This agreement is between Dr._____________________ (“Physician”), whose principal place of business is __________________, and patient __________________(“Patient”), who resides at ____________________ and is a Medicare Part B beneficiary seeking services covered under Medicare Part B pursuant to Section 4507 of the Balanced Budget Act of 1997. The Physician has informed Patient that Physician has opted out of the Medicare program effective on _______________ for a period of at least two years, and is not excluded from participating in Medicare Part B under Sections 1128, 1156, or 1892 or any other section of the Social Security Act.

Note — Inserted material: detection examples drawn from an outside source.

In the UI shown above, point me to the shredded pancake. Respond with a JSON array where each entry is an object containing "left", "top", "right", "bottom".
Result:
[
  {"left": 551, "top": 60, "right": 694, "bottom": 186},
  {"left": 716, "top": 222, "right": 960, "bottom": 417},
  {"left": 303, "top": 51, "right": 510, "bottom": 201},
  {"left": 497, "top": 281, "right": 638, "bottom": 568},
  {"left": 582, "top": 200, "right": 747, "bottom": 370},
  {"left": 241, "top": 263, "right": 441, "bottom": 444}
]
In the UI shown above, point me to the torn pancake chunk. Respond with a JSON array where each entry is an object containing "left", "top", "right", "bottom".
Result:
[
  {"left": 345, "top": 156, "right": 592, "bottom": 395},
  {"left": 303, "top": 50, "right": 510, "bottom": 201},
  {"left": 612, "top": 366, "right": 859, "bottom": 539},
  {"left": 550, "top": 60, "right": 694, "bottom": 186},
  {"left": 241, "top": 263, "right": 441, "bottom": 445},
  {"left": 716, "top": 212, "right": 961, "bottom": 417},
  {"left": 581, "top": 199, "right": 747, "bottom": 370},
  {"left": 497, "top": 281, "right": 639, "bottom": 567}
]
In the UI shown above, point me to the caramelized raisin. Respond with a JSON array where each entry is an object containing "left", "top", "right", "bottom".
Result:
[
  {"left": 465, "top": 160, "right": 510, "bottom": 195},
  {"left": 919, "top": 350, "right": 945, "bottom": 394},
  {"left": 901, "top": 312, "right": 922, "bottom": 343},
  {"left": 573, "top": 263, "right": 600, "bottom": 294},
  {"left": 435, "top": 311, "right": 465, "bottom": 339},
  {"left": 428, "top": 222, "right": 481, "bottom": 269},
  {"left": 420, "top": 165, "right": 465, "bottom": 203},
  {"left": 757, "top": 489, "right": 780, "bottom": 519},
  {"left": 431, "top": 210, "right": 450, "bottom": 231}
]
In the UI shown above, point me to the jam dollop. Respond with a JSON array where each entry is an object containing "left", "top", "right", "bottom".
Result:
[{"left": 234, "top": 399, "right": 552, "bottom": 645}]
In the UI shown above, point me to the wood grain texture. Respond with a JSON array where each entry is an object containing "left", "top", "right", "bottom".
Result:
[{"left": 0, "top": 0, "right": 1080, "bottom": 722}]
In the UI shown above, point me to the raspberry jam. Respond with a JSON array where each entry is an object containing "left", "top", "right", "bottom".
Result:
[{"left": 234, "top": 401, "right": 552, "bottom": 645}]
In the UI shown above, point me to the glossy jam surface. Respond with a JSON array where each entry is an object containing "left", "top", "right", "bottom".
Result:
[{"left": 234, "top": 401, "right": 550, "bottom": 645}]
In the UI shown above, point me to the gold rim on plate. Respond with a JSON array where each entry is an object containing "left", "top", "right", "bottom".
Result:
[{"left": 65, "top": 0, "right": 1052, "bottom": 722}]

Patients should always ask their doctor if he/she accepts Medicare before they get care. The doctors could either accept Medicare (PAR), is a non-PAR physician (where they still file, but there is an excess charge) or do not accept Medicare. In addition, they can learn whether their doctor accepts Medicare and takes assignment by going online and visitinghttp://www.medicare.gov/physiciancompare/.
Doctors who have applied to be part of the opt-out program in the past had to renew every two years however, now a doctor who participates in the opt-out program as of April of 2015 does not have to renew anymore (Medicare Access and CHIP Reauthorization Act of 2015).
Opt-out doctors are doctors who have formally opted out of the Medicare program. Opt-out doctors can charge their Medicare patients whatever they want. These doctors do not submit any bills (medical claims) to Medicare and are not subject to the Medicare law that limits the amount doctors may charge patients.
- If patients see an opt-out doctor, they pay the entire cost of their care (except in emergencies). The doctor should have the patient sign a private contract that states that they understand they are responsible for the full cost of the services. Medicare will not pay for any of the cost of services you receive from an opt-out doctor.
- Note that psychiatrists are more likely than any other type of provider to opt out of Medicare.
So in other words…yes a doctor has to submit it to their patients in writing and they have to acknowledge that they understand in no way will Medicare be involved in paying the services provided by that physician. Which means the supplement would not do the policyholder any good in that specific situation.